Why that should be is quite easy to see. It's nothing to do with the "advanced" style of the music, as some of the composer's apologists think, as though he were some 19th-century modernist. If this had been his epic, Les Troyens, the place would have been packed. True, the score goes seriously off the boil in the final hour, even in the cut version that Berlioz made on the advice of Liszt. True, with its confusing disguises and its demands to portray an exploding metal foundry, it's hard work to stage, though that was not an issue here.

But there's a basic issue of character - not one is sympathetic. Cellini is reduced to a murderous lager lout, his sculpture all but forgotten until the Pope threatens to take away a plum job. You can't quite forget about the unsavoury glossing-over of Cellini's violence when the opera doesn't know whether to be comic or serious.

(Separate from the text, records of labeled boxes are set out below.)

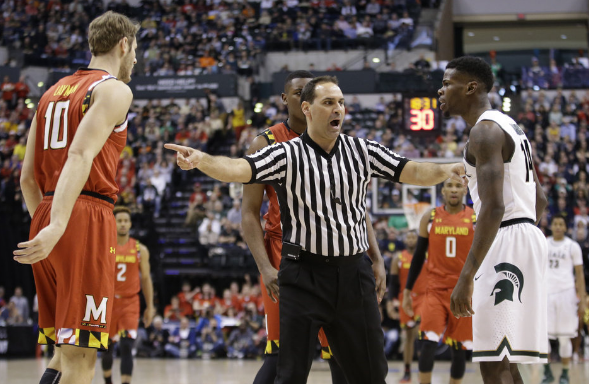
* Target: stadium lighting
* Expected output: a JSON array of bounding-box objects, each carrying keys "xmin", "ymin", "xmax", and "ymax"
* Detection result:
[{"xmin": 503, "ymin": 97, "xmax": 511, "ymax": 112}]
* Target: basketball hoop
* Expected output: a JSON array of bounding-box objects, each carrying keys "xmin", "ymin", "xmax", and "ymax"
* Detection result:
[{"xmin": 403, "ymin": 202, "xmax": 431, "ymax": 230}]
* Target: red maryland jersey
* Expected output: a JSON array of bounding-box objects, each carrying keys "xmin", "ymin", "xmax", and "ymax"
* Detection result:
[
  {"xmin": 35, "ymin": 69, "xmax": 127, "ymax": 201},
  {"xmin": 261, "ymin": 122, "xmax": 299, "ymax": 239},
  {"xmin": 398, "ymin": 249, "xmax": 427, "ymax": 294},
  {"xmin": 115, "ymin": 237, "xmax": 141, "ymax": 298},
  {"xmin": 427, "ymin": 206, "xmax": 476, "ymax": 289}
]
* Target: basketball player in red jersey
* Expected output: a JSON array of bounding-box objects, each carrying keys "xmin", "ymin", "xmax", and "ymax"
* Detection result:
[
  {"xmin": 102, "ymin": 206, "xmax": 155, "ymax": 384},
  {"xmin": 241, "ymin": 71, "xmax": 386, "ymax": 384},
  {"xmin": 14, "ymin": 12, "xmax": 139, "ymax": 384},
  {"xmin": 403, "ymin": 179, "xmax": 476, "ymax": 384},
  {"xmin": 390, "ymin": 230, "xmax": 427, "ymax": 383}
]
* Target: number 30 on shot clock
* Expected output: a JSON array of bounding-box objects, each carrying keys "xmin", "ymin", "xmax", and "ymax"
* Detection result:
[{"xmin": 403, "ymin": 94, "xmax": 440, "ymax": 133}]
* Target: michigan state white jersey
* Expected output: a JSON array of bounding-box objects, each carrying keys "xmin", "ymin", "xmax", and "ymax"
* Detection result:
[
  {"xmin": 546, "ymin": 236, "xmax": 583, "ymax": 294},
  {"xmin": 464, "ymin": 110, "xmax": 536, "ymax": 222}
]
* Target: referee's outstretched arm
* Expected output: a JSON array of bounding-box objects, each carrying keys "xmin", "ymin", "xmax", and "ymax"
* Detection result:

The soprano lead is standard love object, her father conventionally obstructive, and the rest are lads and ciphers, among them a racist portrayal of a Jewish innkeeper, shamelessly played up on this occasion.

Most of the time you can try just listening to Berlioz's spectacular use of orchestra and singers, and as Sir Colin Davis has shown before, the music has so much momentum that if there is enough conviction in the performance it will carry an audience along in amazement. Norrington's way is different. Speeds and dynamics go to extremes, and the prevailing sound is lighter. He has trained the Stuttgart Radio Symphony Orchestra, of which he is principal conductor, in a potent mix of period and present-day instrumental techniques that allow some uncommonly quick and quiet articulation.

The mix suited Berlioz perfectly. Time and again, passages of intricate accompaniment were clarified as never before, yet without drawing attention to themselves. Against them, the sudden onslaughts of brass and percussion made a devastating impact. The Choir of MDR Leipzig managed to do fast and subtle things that groups of singing humans aren't supposed to, and still had the power and unanimity of an opera-house chorus.

If the music built up by its contrasts and surprises rather than cumulative energy, it was just as effective as in Davis's broader-spanned perspective, and it was carried by a top-rank cast. Laura Claycomb was prime among them, soaring brightly through high-soprano territory in idiomatic style. Bruce Ford as Cellini also handled the high range with aplomb, and had extra reserves of dramatic intensity on which to draw at do-or-die time, while Franz Hawlata's substantial but mobile bass gave the heavy father something suspiciously close to a personality.